Hazy wrote:
The husband is forced to choose between his new wife and his children. But who would get involved with a Borderline female in the first place?Brief aside: unNPD Ray got involved with unBPD Didi, and years later, they adopted me - it played out exactly as you described. Ray always defended her and took her side, and the child was vilified. It *always* played out that way - I have no memories of Ray defending me against her.

UnNPD MIL (DH's mom) married unNPD SFIL, who had 3 kids. She chose to sacrifice DH as the SG, to save her sorry hide. She didn't care what happened to DH, as long as she was happy, safe, and her needs were met - and she always sided with the other kids against him, which is why, as a unit, *nobody on earth* will ever come between DH and me: we're like a force of nature, knowing what it's like when nobody has your back.

We always have each other's backs- especially now that the "in sickness" part of the wedding vows seems to have come up.

Back to the topic at hand

:
P123, don't give your father *choices* or *options* about the holidays, or anything else. TELL him what's going on and if he doesn't like it, tough noogies!

For example: He says, "What time are you picking me up Christmas Day?"

You reply, "Dad, we're both working. I can maybe spare a few hours on Boxing Day, to take you for tea (or a meal in HIS neighborhood), but that's it."

Him: "But I always come to your house on Christmas! Can't you speak to your boss or tell him off?"

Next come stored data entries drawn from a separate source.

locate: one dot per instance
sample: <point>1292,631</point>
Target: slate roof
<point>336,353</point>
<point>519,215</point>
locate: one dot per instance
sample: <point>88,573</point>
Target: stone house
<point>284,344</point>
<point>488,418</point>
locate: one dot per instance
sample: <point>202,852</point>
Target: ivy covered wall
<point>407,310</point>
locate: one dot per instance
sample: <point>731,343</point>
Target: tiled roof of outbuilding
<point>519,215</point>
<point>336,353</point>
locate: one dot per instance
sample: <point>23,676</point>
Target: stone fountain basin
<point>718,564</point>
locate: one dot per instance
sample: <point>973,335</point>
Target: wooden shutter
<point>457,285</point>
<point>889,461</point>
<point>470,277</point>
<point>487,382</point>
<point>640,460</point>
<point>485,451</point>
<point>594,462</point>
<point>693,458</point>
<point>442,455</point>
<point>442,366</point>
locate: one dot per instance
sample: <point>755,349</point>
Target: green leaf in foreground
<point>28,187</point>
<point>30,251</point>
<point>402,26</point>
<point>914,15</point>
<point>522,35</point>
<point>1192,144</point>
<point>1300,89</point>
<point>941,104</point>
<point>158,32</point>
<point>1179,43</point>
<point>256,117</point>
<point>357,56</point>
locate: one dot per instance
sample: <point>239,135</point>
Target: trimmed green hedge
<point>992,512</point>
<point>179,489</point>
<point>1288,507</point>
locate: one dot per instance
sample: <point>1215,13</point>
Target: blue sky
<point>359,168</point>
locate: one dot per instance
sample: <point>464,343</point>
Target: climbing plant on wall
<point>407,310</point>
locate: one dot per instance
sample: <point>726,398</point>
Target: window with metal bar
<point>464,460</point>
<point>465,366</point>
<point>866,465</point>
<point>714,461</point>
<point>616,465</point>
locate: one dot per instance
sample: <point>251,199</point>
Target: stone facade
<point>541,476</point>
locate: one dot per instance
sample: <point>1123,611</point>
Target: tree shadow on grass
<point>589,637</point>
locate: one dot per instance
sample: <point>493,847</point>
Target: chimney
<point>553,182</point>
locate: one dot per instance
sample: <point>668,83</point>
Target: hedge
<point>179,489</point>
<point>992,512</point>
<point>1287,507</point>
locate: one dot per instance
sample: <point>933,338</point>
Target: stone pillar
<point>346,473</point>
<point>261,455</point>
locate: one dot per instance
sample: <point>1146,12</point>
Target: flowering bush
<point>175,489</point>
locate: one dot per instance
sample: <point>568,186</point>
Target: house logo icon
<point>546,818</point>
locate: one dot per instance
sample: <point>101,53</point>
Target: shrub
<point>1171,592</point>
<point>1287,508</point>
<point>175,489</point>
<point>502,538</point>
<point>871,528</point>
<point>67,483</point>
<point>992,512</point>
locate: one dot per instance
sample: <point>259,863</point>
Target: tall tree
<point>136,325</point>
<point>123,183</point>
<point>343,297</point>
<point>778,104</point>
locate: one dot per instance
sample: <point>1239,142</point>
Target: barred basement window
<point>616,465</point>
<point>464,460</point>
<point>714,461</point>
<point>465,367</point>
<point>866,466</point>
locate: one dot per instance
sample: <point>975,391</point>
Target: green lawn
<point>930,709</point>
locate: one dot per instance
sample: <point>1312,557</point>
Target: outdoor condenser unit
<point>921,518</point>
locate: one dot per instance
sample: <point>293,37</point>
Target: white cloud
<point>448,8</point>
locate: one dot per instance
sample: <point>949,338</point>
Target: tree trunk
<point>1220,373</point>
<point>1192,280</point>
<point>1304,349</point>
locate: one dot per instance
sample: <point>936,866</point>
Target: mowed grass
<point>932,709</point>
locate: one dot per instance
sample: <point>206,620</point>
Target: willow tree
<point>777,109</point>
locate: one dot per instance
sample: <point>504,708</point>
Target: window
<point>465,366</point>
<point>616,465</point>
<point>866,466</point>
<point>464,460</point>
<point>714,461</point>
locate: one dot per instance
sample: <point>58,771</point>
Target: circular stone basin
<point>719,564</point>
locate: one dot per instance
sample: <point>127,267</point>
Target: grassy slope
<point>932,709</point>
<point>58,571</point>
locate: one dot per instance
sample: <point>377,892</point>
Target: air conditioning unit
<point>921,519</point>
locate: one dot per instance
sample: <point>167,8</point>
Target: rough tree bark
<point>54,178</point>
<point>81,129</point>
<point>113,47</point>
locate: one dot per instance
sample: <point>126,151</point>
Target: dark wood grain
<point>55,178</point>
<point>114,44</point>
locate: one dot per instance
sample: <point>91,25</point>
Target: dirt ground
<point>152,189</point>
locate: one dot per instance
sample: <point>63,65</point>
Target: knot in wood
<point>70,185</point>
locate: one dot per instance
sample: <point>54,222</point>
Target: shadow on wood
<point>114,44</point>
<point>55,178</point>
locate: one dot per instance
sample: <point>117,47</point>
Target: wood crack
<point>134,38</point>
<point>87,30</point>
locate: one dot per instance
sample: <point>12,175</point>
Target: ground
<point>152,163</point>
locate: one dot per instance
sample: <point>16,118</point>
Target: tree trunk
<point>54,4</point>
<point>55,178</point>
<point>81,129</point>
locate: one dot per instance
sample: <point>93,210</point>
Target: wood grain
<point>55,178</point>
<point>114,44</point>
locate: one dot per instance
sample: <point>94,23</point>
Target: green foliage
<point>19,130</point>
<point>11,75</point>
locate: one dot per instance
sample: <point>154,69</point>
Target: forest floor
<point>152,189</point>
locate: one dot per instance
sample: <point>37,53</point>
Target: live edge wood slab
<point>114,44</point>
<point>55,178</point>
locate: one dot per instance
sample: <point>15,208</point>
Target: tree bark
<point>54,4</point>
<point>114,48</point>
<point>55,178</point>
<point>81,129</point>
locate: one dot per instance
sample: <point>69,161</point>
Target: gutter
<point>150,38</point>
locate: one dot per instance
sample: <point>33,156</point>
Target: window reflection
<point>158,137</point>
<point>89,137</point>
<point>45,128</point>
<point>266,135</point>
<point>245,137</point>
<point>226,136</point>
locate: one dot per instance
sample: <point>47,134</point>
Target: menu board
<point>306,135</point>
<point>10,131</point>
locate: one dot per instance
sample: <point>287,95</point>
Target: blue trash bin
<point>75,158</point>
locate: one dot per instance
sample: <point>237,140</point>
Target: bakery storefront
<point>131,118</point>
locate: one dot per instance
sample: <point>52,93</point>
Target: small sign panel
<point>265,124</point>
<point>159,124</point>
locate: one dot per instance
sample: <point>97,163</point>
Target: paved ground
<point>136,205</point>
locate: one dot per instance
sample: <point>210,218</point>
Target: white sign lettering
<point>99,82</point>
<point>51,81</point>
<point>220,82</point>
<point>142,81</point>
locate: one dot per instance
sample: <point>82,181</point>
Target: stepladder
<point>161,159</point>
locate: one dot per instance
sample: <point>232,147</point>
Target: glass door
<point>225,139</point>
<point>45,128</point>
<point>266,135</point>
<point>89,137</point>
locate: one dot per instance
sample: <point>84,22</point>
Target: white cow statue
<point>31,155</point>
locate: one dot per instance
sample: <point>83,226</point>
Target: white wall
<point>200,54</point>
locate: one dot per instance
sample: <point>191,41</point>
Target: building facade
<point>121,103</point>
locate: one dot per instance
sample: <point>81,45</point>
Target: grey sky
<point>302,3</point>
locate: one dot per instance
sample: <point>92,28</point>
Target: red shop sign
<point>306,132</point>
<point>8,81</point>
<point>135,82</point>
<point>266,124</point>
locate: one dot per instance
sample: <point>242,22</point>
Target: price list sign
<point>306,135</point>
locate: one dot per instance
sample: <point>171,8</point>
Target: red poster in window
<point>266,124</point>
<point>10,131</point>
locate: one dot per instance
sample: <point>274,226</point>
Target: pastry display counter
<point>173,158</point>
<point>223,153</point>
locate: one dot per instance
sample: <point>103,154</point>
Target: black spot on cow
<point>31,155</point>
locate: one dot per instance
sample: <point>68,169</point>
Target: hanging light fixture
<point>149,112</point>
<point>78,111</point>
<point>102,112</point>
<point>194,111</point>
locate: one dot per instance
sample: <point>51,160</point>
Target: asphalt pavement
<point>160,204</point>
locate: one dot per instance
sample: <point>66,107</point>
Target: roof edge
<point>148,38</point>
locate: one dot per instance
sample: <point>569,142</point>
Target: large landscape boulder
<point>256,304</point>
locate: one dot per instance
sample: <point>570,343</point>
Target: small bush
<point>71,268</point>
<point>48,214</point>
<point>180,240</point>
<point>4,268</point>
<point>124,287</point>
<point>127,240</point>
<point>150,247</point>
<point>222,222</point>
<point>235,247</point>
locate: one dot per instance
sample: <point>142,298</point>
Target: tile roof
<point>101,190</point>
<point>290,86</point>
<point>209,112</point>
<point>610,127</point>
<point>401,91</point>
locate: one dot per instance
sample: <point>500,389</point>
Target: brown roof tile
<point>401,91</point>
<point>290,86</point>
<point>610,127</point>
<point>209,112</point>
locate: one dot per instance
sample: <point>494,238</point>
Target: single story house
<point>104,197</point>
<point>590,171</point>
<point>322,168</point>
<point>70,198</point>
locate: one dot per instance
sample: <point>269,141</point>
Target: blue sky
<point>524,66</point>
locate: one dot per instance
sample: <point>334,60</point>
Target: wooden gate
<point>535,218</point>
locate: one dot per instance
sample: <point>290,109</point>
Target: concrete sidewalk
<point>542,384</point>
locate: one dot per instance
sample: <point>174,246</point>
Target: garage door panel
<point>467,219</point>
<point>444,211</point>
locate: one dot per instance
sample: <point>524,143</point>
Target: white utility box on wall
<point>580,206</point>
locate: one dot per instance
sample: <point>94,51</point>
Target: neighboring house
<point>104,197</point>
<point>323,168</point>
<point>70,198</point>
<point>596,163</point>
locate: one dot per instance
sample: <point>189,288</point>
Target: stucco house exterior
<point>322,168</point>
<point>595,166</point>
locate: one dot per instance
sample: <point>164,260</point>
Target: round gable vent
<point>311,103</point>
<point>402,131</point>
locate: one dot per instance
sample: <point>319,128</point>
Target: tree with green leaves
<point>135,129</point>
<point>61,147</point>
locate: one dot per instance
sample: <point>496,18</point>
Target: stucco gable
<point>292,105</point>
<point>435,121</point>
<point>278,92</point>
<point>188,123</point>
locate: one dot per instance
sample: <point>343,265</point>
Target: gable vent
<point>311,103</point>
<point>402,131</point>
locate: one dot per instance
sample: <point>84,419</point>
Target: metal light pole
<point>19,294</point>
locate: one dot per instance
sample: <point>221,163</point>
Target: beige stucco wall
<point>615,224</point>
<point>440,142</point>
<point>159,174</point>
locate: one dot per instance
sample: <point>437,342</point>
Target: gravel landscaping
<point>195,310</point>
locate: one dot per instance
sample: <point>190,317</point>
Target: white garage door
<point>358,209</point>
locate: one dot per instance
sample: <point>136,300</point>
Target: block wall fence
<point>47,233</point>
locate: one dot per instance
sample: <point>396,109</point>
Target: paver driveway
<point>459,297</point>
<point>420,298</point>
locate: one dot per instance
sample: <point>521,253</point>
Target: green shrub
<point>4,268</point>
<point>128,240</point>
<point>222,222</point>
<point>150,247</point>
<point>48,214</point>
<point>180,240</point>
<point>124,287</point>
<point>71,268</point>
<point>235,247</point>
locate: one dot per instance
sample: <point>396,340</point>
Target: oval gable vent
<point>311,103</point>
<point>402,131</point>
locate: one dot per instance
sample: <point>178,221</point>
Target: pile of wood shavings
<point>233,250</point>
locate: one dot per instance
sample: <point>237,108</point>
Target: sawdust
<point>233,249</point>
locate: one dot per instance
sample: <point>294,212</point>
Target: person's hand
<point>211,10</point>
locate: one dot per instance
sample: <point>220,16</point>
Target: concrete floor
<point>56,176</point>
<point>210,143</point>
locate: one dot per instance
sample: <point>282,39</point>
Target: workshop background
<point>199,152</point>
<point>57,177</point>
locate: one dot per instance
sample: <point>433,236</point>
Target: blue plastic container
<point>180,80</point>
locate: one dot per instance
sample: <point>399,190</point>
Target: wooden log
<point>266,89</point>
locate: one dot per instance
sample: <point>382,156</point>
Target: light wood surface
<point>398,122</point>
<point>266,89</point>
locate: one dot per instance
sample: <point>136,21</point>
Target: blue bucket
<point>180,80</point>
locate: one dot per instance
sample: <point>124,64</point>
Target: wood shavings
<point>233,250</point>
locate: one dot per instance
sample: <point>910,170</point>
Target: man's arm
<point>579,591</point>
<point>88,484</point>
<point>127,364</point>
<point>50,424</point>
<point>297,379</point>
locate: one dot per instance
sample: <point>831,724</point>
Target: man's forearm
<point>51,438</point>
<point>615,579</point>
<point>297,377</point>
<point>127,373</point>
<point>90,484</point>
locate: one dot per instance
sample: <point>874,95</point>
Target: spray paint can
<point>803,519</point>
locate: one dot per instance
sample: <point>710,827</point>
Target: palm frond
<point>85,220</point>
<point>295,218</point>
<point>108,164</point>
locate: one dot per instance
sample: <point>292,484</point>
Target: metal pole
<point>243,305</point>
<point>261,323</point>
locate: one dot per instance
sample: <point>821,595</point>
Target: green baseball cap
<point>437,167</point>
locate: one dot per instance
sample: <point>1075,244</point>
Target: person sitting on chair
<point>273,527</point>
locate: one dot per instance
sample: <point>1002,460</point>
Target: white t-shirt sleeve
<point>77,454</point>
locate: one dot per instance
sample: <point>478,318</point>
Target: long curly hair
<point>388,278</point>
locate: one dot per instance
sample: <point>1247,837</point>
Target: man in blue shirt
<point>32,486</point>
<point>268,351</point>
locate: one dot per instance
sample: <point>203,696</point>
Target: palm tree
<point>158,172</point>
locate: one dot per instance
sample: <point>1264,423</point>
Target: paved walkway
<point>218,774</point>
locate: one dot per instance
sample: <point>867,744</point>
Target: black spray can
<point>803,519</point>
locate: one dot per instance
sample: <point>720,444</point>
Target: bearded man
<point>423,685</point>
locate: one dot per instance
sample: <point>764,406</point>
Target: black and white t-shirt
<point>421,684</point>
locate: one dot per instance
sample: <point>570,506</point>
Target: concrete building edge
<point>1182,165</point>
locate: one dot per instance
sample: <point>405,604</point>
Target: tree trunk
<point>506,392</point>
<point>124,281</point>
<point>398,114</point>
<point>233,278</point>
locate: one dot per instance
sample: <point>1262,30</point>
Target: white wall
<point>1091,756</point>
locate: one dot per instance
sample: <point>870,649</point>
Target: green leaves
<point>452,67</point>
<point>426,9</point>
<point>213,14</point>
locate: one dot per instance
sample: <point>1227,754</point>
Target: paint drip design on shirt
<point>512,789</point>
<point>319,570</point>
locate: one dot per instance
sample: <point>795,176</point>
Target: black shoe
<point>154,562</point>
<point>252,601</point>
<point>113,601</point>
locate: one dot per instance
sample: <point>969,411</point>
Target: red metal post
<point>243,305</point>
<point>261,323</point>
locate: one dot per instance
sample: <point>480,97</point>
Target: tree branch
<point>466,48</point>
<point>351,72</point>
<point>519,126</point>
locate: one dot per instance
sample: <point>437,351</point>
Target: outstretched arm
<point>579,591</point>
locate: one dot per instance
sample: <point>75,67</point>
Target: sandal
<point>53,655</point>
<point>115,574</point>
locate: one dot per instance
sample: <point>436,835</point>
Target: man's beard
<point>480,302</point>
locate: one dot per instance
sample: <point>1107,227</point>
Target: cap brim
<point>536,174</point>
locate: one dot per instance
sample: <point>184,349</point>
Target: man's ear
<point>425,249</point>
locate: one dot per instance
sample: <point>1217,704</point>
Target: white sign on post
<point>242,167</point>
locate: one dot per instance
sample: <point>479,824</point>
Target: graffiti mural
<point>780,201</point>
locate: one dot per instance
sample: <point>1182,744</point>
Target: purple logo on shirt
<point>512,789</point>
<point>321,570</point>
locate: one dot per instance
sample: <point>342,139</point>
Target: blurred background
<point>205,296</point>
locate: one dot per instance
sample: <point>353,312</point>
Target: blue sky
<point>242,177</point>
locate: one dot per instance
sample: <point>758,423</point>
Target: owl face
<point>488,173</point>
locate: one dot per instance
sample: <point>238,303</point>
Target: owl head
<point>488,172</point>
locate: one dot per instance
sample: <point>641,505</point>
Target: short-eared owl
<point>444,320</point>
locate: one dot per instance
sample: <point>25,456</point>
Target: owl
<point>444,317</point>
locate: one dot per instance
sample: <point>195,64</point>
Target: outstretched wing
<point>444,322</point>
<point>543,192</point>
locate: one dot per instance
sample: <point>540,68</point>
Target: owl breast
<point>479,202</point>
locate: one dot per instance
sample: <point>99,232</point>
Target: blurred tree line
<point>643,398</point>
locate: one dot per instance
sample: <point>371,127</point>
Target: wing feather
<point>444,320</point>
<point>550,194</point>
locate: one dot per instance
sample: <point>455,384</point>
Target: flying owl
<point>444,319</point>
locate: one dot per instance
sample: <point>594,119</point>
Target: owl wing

(Yes, I KNOW - you're your own boss!

Just go with it, okay - don't correct him!

)
You: Dad, I just told you we're both working. I can spare a few hours on Boxing Day, for tea, and that's it. That's all I can do."

Him: FOOOOOOOOOOGHORN - and a whole bunch of crap about "trying harder".

Ignore it and say, "Look. I told you what I can do. Boxing Day or nothing, Dad - that's it."

If he tries to change your *boundary* (taking him out somewhere near his and making it coming to yours, continues to wheedle and complain about "trying harder" for Christmas, or just won't stop), reply, "Well, then we won't do anything. I've gotta go. Goodbye."

If, for some reason, he starts up with his, "I'm sorry" nonsense, call it for what it is: "Dad, you're obviously not sorry. My decision stands. Goodbye."

ANY time he brings it up in the future, repeat yourself like a broken record, tell him the decision is FINAL and if he doesn't stop, you're hanging up - and yes, his, "I'm sorry" should be *addressed* with, "No, you're not" - or, "That's what you keep saying, but you never act it." - and the call or visit needs to be ended *by you.*

Your father is going to *hate* this, but he's going to hate *any* boundary, where he's not in control, and not receiving the supply he craves.
You don't exist to be a supply! You exist to live life to the fullest and hopefully enjoy the ride.

Don't give your dad options - tell him what's what. That, IME, was the easiest way to get a handle on both unBPD Didi and unNPD Ray.
Giving either of them choices would create nothing but problems and drama - so I took that ability out of their hands.